Unitarian Universalist summer camps existed throughout the US and Canada, where campers often formed lifelong friendships, and many counselors were drawn from active LRY groups. These camps included Rowe in Massachusetts; Ferry Beach in Maine; Homestead, originally at a site near Carmel, New York and later in Harriman State Park, New York; Star Island, in the Isles of Shoals off the coast of New Hampshire and Maine; Unirondack, in the Adirondack Mountains; Unicamp, near Shelburne, Ontario; DeBenneville Pines, in the San Bernardino Mountains in California; The Mountain, in Highlands, North Carolina; and many others.

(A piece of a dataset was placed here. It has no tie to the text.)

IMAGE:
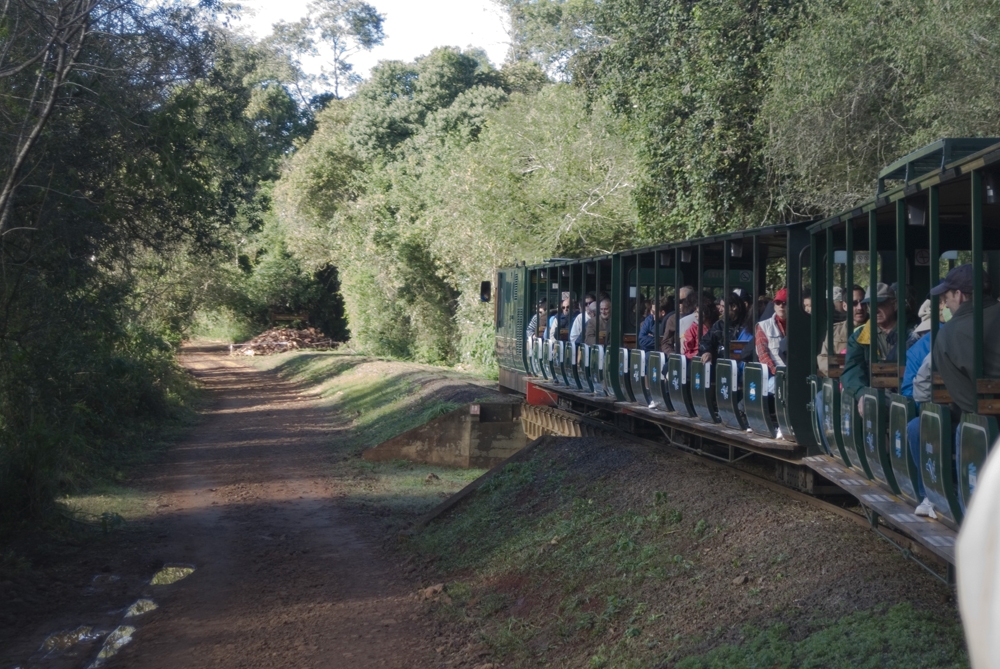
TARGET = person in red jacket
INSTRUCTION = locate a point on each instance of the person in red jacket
(770, 334)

Week-long summer conferences were held at many of these camps, and non-UU camps were sometimes rented for events such as OPIK in Tar Hollow State Forest, Ohio, the LRY Continental Conference ( Con Con), the location of which rotated throughout the US, and Summer's End, which took place every Labor Day weekend in New England. Summer's End is now an autonomous conference that occurs annually in mid-August

==Notable LRYers==
- Carolyn Garcia (a.k.a. Mountain Girl, a.k.a. Carolyn Adams) – Merry Prankster and the wife of Jerry Garcia of the Grateful Dead.
- David Helvarg – noted environmentalist.
- Ray Kurzweil – author.
- Joyce Maynard – author.
- Joshua Prager – A physician leader in the field of neuromodulation.
- Michael Ventura – author, screenwriter, critic, and founder of the LA Weekly.